Gilead collaboration: GS-0321 (IL-18BP) and early pipeline
Ophir also discussed Compugen’s partnered IL-18 binding protein program with Gilead, GS-0321, which he called a first-in-class approach identified using Compugen’s computational discovery platform. He described the concept as leveraging high IL-18 levels in the tumor microenvironment, where IL-18 is bound and inhibited by IL-18BP. He said the antibody is designed to “inhibit the inhibitor,” displacing IL-18BP and enabling IL-18 activity in the tumor while keeping systemic exposure limited because IL-18 is low in the blood.
He said the phase I trial began dosing patients about a year ago and is structured with dose escalation and dose expansion components, including “backfilling” during escalation, with details previously shared in an ASCO trial-in-progress poster. Under the agreement terms, he said Compugen cannot provide detailed guidance on clinical updates and that disclosures must be coordinated with Gilead.

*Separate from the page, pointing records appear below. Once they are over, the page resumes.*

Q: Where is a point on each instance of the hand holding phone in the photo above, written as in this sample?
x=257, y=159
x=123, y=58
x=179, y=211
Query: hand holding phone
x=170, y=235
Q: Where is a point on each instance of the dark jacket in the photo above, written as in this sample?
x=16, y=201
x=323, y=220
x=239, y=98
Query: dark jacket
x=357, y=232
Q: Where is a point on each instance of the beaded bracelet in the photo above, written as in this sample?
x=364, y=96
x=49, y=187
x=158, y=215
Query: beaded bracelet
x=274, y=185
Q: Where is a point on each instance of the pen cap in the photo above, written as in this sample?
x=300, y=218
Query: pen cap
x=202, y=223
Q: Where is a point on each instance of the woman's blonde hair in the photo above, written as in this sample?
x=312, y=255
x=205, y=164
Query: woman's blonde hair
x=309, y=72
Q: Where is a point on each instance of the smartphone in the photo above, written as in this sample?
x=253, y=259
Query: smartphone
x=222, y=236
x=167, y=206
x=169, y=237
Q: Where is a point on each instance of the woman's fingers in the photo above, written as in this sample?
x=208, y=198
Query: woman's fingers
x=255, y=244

On safety concerns tied to inflammatory pathways, Ophir said the trial excludes patients with autoimmune disease or other potential inflammatory drivers, similar to typical immuno-oncology trial designs. He said preclinical work suggested the approach modulates the tumor without meaningful systemic effects and with no toxicity observed preclinically.
Regarding economics, Ophir said Compugen received $60 million upfront and $30 million upon IND clearance, and is eligible for up to $758 million in additional milestones and up to low double-digit royalties.
Finally, Ophir said investors should “be on the lookout” for future updates from Compugen’s early pipeline, though he said the company is not providing guidance yet and is exploring new biology beyond prior work, highlighting COM503 as an example of a different asset and biology from earlier programs.
About Compugen (NASDAQ:CGEN)
Compugen Ltd. (NASDAQ: CGEN) is a clinical-stage therapeutic discovery company that leverages proprietary computational discovery platforms to identify novel immuno-oncology targets and biomarkers. The company combines large-scale biological datasets with machine learning algorithms to generate and validate new therapeutic and diagnostic candidates. Founded in 1993 and headquartered in Tel Aviv, Israel, Compugen also maintains a presence in the United States to support its clinical development and commercial collaborations.
Compugen’s predictive discovery engine scans complex biological systems in silico to reveal previously unrecognized pathways and immune checkpoints involved in cancer progression.